Parenthesis: The Best Of The Mom And Dad Blogs This Week

Three Blog Posts We Loved This Week

This week in Parenthesis, Heather Armstrong draws deep truth from a moment of panic, Mike Adamick admires the reflection of his own “nerdery” in his little girl and Mr. Lady learns from her daughter’s strength.

Sleep cyclesDooce blogger Heather Armstrong has been having trouble getting her 3-year-old daughter to hold to a livable sleep schedule. It's enough of a stressor that the mom was extra-worried about dealing with the end of Daylight Savings Time. As she puts it:

The recent time change handed Marlo’s sleep schedule several hits of acid and said, listen, you’re going to want to take all of these at the same time. Don’t worry about hiding it from your mother. When you start to see the purple dancing elephants, chase them through the house. Narrate everything out loud.

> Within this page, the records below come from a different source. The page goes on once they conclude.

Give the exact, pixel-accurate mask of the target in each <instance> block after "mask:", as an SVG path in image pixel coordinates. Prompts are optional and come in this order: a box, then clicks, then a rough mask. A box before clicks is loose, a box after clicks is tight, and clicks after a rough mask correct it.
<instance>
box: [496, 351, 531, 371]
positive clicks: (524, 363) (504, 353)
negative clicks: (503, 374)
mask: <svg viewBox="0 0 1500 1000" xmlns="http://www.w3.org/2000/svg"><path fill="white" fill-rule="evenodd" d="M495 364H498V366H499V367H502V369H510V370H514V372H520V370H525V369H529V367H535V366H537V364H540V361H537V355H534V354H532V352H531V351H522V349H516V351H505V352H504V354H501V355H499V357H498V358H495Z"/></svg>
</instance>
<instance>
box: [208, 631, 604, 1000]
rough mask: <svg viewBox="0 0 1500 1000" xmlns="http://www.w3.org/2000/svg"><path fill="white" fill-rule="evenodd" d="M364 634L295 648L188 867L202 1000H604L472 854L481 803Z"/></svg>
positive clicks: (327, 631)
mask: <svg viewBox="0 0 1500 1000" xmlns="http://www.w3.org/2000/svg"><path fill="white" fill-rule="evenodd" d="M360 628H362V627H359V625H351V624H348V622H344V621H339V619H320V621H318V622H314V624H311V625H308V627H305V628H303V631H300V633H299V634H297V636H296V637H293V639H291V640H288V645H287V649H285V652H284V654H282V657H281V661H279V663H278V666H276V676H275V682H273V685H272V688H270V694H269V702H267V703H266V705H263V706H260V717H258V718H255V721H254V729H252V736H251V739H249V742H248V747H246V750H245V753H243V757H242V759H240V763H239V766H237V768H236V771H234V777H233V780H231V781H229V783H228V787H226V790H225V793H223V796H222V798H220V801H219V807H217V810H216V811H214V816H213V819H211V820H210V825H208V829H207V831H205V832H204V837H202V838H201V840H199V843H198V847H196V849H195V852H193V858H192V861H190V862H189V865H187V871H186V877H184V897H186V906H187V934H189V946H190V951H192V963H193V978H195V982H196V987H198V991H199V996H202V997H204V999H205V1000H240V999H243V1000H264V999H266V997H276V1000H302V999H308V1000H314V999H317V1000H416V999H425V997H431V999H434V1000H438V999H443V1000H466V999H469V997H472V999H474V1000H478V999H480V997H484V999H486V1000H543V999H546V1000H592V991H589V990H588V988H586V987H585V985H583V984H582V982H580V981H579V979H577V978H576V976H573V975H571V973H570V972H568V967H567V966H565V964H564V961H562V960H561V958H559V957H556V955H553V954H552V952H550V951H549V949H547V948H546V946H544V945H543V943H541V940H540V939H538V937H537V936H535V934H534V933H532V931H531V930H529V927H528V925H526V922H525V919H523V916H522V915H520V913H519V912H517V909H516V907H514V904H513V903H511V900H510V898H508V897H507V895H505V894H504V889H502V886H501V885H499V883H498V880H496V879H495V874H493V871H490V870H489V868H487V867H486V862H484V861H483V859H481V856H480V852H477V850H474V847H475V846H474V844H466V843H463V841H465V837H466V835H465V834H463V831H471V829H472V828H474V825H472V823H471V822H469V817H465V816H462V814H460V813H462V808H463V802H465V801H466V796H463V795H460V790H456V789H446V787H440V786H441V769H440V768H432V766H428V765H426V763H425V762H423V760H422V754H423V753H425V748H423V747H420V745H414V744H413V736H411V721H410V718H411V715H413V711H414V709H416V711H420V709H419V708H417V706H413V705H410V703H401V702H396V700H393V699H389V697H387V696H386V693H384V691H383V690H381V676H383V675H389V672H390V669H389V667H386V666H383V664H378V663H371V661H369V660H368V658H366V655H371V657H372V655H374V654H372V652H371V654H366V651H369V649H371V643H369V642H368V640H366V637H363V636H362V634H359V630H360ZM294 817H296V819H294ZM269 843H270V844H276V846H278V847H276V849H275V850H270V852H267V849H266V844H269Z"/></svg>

When, one recent morning, Marlo did the last thing Armstrong expected and slept in (past 6:50), it threw mom into panic mode (much to her older daughter's amusement). The entire episode, Armstrong writes, was a perfect illustration of the question parents "live inside… for the rest of [their lives]": "[W]hy are you doing this to me when you know how much I love you?"

Dad's literary legacy"Oh kid, you already have my looks, my nose, and my trepidation around crowds," Mike Adamick writes of his daughter on Cry It Out. "Do you really need to carry the burden of my awkward literary allusions as well?"

Recounting his own painful experience as a child -- when he'd introduce characters from his reading life into everyday conversations, to his peers' confusion (and his own embarrassment) -- Adamick documents the realization that his daughter, Emme, has started to follow in his footsteps. After watching his little girl work literary references into the discussion of her homemade dragon Halloween costume, Adamick looks ahead to the future with a mix of pride and chagrin: "Oh kid. It’s going to get so much worse when you discover Twain and Stevenson and Shakespeare."

Girl power Mr. Lady of Whiskey In My Sippy Cup has gone out of her way to teach her daughter that she is "amazing," "strong" and "powerful" -- in part because when the blogger herself was a child, her mother convinced her she was a "weak" and "vulnerable" "target."

"I tell her every chance I get that she is fiercer than the sun, and stronger than the ocean tides," Mr. Lady writes, in the context of a post about the alienation and unhappiness brought on by her daughter's relationship with an overly possessive male friend at school. "It's horrifying, watching my seven year old daughter have to navigate this pocket of humanity, watching the little heart I've so carefully guarded from any pain learn the hard lesson that people just ain't no good," she says.

That's why she's so relieved -- and impressed -- when her daughter finds the strength to stand up for herself and break the cycle on her own. "I am so proud of this woman-becoming, who is teaching me more than I will ever in a million years teach her."